Metadata-Version: 1.0
Name: tokenizertools
Version: 0.1a
Summary: Implements lexical analyzers as iterators yielding tokens.
Home-page: http://github.com/dbc/tokenizertools
Author: David B. Curtis
Author-email: davecurtis@sonic.net
License: BSD
Description: ==============
        tokenizertools
        ==============
        
        Text file tokenizers that support multiple start states
        and lexical tracking implemented as standard Python iterators.
        
        Classes provided:
        
        * Tokenizer -- Base class.
        * RegexTokenizer -- Python re-based tokenizer.
        * FlexTokenizer -- Interface to flex-based tokenizer.
        * TokenizeAhead -- A look-ahead iterator that can wrap any tokenizer.
        
        Overview
        --------
        
        The class ``RegexTokenizer`` implements a tokenizer using the ``re`` 
        module to recognize tokens in the input stream.
        Tokens and actions are defined by rules.
        The tokenizer calls user action functions associated with each rule.
        In most cases, the user action function can simply be a ``@classmethod``
        constructor of a user-provided token class.
        
        Each rule is specified as a tuple.
        The first element of the tuple is a regular expression that will
        be compiled by ``re`` and used to match a token.
        The second element of the tuple is a user-provided callable that 
        will be passed
        the recognized text, along with the current lexical position.
        
        In this example, the user class ``Token`` implements constructors
        as ``@classmethod`` functions, and these serve as the callables in
        each lexical rule.
        
        Rules are specified in the class variable ``spec``, which is a
        list of rules. ::
        
          import tokenizertools as tt
          class MyTokenizer(tt.RegexTokenizer):
              spec = [
                  (r'[a-zA-Z][a-zA-Z0-9_]*',Token.typeIdent), # idents and keywords
                  (r'[0-9]+\.[0-9]+',Token.typeFloat), # floats
                  (r'[0-9]+', Token.typeInt), # ints
                  (r'\s*',None), # ignore white space
              ]
        
        Nothing else needs to be defined.  All methods are inherited.
        Instantiate a lexer and commence parsing.

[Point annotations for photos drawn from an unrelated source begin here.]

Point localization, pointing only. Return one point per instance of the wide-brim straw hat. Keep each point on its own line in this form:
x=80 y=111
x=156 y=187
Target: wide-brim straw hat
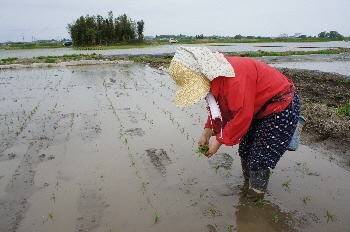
x=193 y=69
x=191 y=86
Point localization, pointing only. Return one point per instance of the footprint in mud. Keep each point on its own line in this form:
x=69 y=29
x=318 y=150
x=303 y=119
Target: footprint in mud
x=133 y=116
x=135 y=131
x=159 y=159
x=221 y=160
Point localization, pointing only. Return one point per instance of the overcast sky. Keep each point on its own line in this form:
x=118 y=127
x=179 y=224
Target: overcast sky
x=23 y=20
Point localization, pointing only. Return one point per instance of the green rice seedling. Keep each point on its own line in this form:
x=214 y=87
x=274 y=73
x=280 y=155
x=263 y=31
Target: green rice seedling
x=201 y=194
x=216 y=168
x=306 y=199
x=275 y=218
x=330 y=215
x=287 y=183
x=50 y=215
x=229 y=228
x=202 y=149
x=143 y=187
x=213 y=210
x=156 y=219
x=53 y=197
x=261 y=202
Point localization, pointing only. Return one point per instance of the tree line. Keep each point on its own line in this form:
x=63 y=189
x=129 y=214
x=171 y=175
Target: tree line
x=331 y=34
x=96 y=30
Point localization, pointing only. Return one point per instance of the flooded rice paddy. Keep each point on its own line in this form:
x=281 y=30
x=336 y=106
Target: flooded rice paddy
x=103 y=148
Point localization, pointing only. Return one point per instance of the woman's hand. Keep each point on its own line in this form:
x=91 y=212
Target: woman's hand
x=213 y=148
x=204 y=139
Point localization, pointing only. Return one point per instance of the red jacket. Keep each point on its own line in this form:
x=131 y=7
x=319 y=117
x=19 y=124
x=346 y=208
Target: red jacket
x=242 y=96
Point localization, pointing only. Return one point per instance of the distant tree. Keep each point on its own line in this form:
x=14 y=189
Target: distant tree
x=93 y=30
x=323 y=35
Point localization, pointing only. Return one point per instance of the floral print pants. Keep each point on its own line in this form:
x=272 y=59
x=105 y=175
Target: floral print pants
x=267 y=139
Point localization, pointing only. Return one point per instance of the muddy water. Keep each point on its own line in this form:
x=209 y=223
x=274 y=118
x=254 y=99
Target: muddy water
x=103 y=148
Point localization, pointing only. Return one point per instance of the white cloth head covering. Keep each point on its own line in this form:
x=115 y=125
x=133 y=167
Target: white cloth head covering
x=204 y=62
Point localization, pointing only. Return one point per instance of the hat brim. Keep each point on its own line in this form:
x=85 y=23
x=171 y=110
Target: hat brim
x=191 y=86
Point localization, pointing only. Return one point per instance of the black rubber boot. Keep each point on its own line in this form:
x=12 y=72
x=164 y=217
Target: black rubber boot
x=258 y=184
x=245 y=171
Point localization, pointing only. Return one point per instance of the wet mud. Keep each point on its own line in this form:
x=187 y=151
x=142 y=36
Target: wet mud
x=103 y=148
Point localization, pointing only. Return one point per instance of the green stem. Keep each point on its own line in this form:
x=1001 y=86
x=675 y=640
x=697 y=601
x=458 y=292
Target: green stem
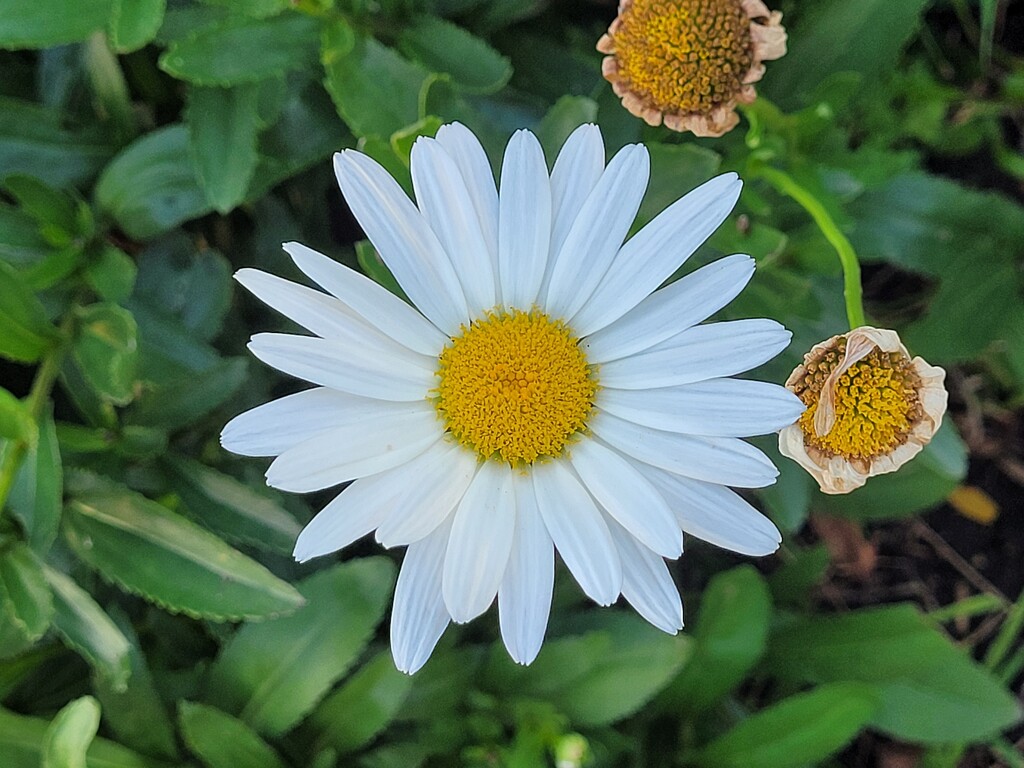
x=847 y=256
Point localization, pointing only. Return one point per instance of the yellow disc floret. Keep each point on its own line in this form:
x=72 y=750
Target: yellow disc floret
x=684 y=55
x=514 y=386
x=876 y=403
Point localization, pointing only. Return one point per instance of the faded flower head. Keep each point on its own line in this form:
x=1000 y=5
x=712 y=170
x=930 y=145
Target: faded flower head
x=689 y=62
x=870 y=409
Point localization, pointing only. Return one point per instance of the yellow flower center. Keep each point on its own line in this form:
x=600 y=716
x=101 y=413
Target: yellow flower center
x=684 y=55
x=876 y=403
x=514 y=386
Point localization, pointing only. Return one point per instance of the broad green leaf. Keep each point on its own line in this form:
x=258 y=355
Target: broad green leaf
x=147 y=189
x=22 y=747
x=111 y=273
x=40 y=24
x=70 y=734
x=223 y=125
x=15 y=421
x=105 y=349
x=25 y=597
x=220 y=740
x=352 y=716
x=795 y=732
x=929 y=691
x=136 y=714
x=85 y=627
x=837 y=36
x=134 y=23
x=729 y=639
x=567 y=114
x=272 y=674
x=357 y=72
x=153 y=552
x=34 y=139
x=231 y=508
x=25 y=333
x=243 y=50
x=448 y=49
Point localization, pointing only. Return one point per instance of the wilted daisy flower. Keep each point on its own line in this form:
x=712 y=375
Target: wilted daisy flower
x=538 y=394
x=689 y=62
x=869 y=409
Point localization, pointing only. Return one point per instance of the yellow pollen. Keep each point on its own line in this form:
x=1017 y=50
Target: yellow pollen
x=514 y=386
x=877 y=403
x=684 y=55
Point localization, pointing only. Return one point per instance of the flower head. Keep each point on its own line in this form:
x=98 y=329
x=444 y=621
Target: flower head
x=870 y=409
x=689 y=62
x=538 y=393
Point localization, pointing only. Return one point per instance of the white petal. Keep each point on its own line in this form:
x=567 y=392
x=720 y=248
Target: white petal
x=577 y=170
x=647 y=584
x=716 y=514
x=701 y=352
x=465 y=150
x=665 y=313
x=524 y=596
x=356 y=450
x=419 y=617
x=480 y=543
x=375 y=304
x=276 y=426
x=404 y=241
x=433 y=484
x=353 y=513
x=579 y=530
x=523 y=221
x=650 y=256
x=445 y=202
x=597 y=232
x=724 y=460
x=372 y=372
x=628 y=497
x=718 y=408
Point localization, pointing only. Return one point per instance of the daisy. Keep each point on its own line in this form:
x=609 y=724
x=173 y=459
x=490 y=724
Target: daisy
x=870 y=409
x=537 y=394
x=688 y=62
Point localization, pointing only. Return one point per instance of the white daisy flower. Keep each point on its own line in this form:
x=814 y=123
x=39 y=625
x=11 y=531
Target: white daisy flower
x=538 y=394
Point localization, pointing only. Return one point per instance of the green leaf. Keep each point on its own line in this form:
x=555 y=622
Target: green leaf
x=70 y=734
x=22 y=747
x=25 y=597
x=153 y=552
x=15 y=421
x=41 y=24
x=147 y=189
x=85 y=627
x=729 y=639
x=105 y=349
x=34 y=139
x=838 y=36
x=272 y=674
x=448 y=49
x=220 y=740
x=567 y=114
x=929 y=690
x=111 y=273
x=25 y=333
x=231 y=508
x=223 y=125
x=358 y=72
x=353 y=715
x=243 y=50
x=795 y=732
x=134 y=23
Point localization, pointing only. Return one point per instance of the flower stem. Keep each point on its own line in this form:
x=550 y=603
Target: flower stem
x=847 y=256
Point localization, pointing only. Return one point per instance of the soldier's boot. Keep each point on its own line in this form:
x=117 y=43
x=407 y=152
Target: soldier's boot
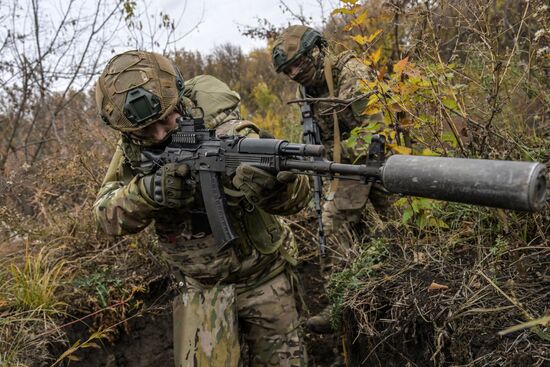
x=320 y=323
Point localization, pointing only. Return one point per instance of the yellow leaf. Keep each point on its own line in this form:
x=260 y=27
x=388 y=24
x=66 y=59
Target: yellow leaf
x=435 y=286
x=373 y=36
x=375 y=56
x=400 y=66
x=373 y=99
x=346 y=11
x=372 y=110
x=400 y=149
x=360 y=18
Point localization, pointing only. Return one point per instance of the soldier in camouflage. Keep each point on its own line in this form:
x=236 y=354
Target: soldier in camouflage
x=242 y=293
x=302 y=54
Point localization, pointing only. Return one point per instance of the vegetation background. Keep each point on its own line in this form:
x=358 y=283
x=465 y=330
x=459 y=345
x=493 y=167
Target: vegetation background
x=437 y=284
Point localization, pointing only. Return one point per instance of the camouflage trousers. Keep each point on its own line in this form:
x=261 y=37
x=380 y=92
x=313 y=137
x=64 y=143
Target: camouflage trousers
x=210 y=323
x=348 y=207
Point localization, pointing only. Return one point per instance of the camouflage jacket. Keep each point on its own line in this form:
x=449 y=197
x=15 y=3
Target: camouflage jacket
x=185 y=237
x=349 y=75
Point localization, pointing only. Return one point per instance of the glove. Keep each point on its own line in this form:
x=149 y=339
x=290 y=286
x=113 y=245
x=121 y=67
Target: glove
x=169 y=186
x=258 y=185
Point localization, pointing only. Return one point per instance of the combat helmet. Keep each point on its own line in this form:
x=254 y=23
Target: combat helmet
x=293 y=42
x=136 y=89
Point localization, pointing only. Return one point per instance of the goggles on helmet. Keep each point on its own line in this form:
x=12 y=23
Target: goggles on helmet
x=141 y=106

        The specification rules are compiled and cached on creation
        of the first instance.::
        
          tokenizer = MyTokenizer()
          with open('foo.bar') as f:
              tokenStream = Lookahead(tokenizer.lex(f, f.name))
              compiledStuff = myParser.parse(tokenStream)
        
        ===================
        tokenizertools news
        ===================
        
        Release history.
        
        16-June-2014
        ------------
        
        0.1a Initial alpha.
        
Platform: any